Warm and Fuzzy in Aqaba

Almost 36 years to the day after the start of the Arab-Israeli Six Day War, President Bush sought to “end the occupation that started in 1967” by bringing together the Israeli and Palestinian prime ministers at the Red Sea Summit in Aqaba, Jordan. The president moved to kick-start the U.S.-endorsed roadmap for peace by declaring that “the Holy Land must be shared between a state of Palestine, and the State of Israel.” He commended Palestinian Prime Minister Mahmoud Abbas for promising “to work without compromise for a complete end of violence and terror” and made a point of noting–with Israeli Prime Minister Ariel Sharon within earshot–that “the issue of settlements must be addressed for peace to be achieved.”

Prime Minister Abbas re-iterated that the Palestinian Authority accepted the roadmap “without any reservations.” More importantly, he unequivocally denounced and renounced “terrorism and violence against Israelis wherever they might be.” These words are a necessary but insufficient obligation on behalf of the Palestinian Authority.
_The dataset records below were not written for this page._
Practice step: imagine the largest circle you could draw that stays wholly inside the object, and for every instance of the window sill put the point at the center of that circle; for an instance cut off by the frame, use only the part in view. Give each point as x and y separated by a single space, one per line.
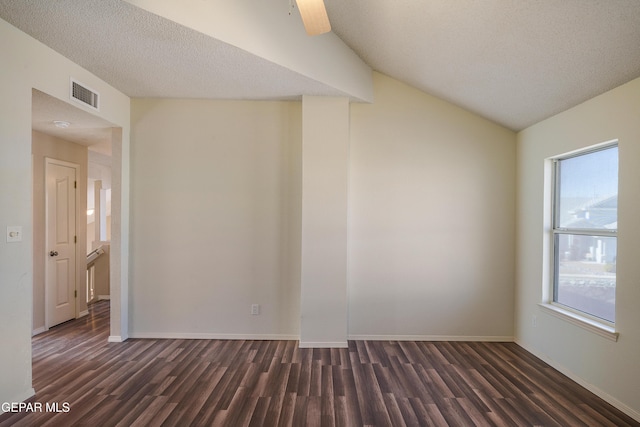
583 322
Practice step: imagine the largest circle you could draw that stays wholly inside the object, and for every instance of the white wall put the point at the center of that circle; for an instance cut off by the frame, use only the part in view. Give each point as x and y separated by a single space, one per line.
608 368
431 227
215 218
27 64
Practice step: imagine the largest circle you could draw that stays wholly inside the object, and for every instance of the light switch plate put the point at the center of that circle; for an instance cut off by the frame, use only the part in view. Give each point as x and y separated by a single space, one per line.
14 233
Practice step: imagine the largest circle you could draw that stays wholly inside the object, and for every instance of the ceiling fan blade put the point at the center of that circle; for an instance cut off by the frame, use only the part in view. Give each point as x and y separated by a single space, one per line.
314 16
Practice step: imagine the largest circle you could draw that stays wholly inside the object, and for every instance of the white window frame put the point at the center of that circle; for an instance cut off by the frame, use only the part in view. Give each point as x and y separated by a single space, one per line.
584 320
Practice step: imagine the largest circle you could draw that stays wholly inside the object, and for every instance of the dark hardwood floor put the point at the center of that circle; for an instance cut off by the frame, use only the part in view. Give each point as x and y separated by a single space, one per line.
269 383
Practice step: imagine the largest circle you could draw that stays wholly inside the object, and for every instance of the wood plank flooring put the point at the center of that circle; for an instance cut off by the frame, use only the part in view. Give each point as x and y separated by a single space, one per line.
274 383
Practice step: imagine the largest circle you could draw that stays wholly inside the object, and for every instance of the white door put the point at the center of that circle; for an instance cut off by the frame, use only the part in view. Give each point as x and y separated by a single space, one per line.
60 275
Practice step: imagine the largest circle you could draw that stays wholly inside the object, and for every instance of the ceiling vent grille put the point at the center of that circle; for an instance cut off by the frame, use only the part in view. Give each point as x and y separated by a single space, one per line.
85 95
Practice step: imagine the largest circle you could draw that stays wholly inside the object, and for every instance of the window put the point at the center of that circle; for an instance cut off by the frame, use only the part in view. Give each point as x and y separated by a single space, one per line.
585 225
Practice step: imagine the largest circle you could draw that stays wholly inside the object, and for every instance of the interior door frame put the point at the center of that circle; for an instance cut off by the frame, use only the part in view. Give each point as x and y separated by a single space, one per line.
52 161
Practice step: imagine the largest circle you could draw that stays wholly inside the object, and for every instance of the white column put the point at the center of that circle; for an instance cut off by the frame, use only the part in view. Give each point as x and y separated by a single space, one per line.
325 163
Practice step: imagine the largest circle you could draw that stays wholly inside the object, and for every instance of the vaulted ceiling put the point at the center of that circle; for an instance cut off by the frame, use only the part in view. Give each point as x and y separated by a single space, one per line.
515 62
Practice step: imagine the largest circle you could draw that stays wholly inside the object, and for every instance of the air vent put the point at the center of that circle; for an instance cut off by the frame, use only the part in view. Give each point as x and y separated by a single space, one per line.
85 95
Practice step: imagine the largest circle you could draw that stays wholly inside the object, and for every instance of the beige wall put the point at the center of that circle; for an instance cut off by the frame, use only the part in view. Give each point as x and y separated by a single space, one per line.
608 368
431 225
27 64
48 146
216 205
216 202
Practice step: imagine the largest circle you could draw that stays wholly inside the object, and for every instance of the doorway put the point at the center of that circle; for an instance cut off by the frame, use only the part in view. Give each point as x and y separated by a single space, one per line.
61 239
77 142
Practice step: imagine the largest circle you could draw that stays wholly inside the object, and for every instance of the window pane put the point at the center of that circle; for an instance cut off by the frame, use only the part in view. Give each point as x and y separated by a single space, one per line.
588 187
586 274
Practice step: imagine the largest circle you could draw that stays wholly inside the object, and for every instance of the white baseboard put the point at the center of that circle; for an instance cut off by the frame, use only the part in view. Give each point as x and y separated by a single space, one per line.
476 338
323 344
593 389
38 331
21 398
212 336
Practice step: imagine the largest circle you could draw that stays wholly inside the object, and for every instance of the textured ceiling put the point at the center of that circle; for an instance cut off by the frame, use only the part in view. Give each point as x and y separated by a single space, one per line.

Necessary because it is critical for any future peace that the PA’s commitment to do everything in its power to end the tragically misguided Palestinian attacks against Israeli civilians be clearly articulated. Insufficient because words alone won’t cut it. Absent an agreement by the Palestinian militants to lay down their arms, Abbas is expected to disarm them by force, raising the ugly specter of a bloody Palestinian civil war.

While it inevitably has its shortcomings, one of the positive aspects of the roadmap is its requirement for parallel and reciprocal actions to be taken by the Israelis and Palestinians, and it is in this regard that Ariel Sharon’s performance at Aqaba came up short, less for what he said than for what he didn’t say. Sharon agreed to “immediately begin to remove unauthorized outposts” and asserted that Israel is “a society governed by the rule of law.” The problem is that Sharon’s reference is to the rule of Israeli law, not international law, for which Israel demonstrates disdainful contempt, at least as it applies to Israel’s obligations in the occupied territories. This was clearly manifested by Sharon’s studied omission of the word ‘settlements’ from his speech. While international law does not differentiate between Israeli ‘settlements’ and ‘outposts’ (both are illegal), and while the roadmap specifically requires that the government of Israel “freezes all settlement activity (including natural growth of settlements)” in its initial (current) phase, the only time Sharon has mentioned settlements publicly since the text of the roadmap was released was to avow that the issue is not up for imminent discussion.

The Red Sea Summit thus highlights the fact that the Palestinian prime minister unconditionally accepts the roadmap and the obligations assigned to him therein vis-à-vis the Palestinian rejectionists who oppose his government, while his Israeli counterpart heads the government that itself opposes its obligations under the plan.

The crux of the matter remains the willingness of the two warring parties to share the Holy Land. In 1993 the Palestinian leadership formally accepted Israel’s right to exist in its June 4th, 1967 border with mutually-agreed minor adjustments, thus agreeing to a lopsided sharing of the Holy Land: 78% for the Israeli state, 22% for the Palestinian state. Israel has not yet accepted that split. While the roadmap leaves undefined the specific parameters of the end game, it is nonetheless widely viewed as the only way out of the morass that has engulfed the Holy Land in recent years. If it is to progress beyond Phase I, the Israeli and Palestinian leaders must both accept their responsibilities, and decisively act upon them. Failure of either party to comply means the dissipation of what little optimism the Red Sea Summit may have produced, and the inevitable collapse of yet another peace process.

It was warm in Aqaba last Tuesday, so much so that Ariel Sharon visibly suffered from the temperature, wearily wiping the sweat off his brow as he stood at his lectern. More seriously, the new peace process is already compromised by the Israeli prime minister’s fuzzy logic that requires Mahmoud Abbas to disarm Palestinian militants before Israel matches the Palestinian Authority’s unconditional acceptance of the roadmap. It is now up to the White House to ensure that the roadmap is fully implemented by both sides. So far George W. Bush has talked the talk. It remains to be seen whether the president–whose middle name is Walker–will lead all concerned parties in walking the walk.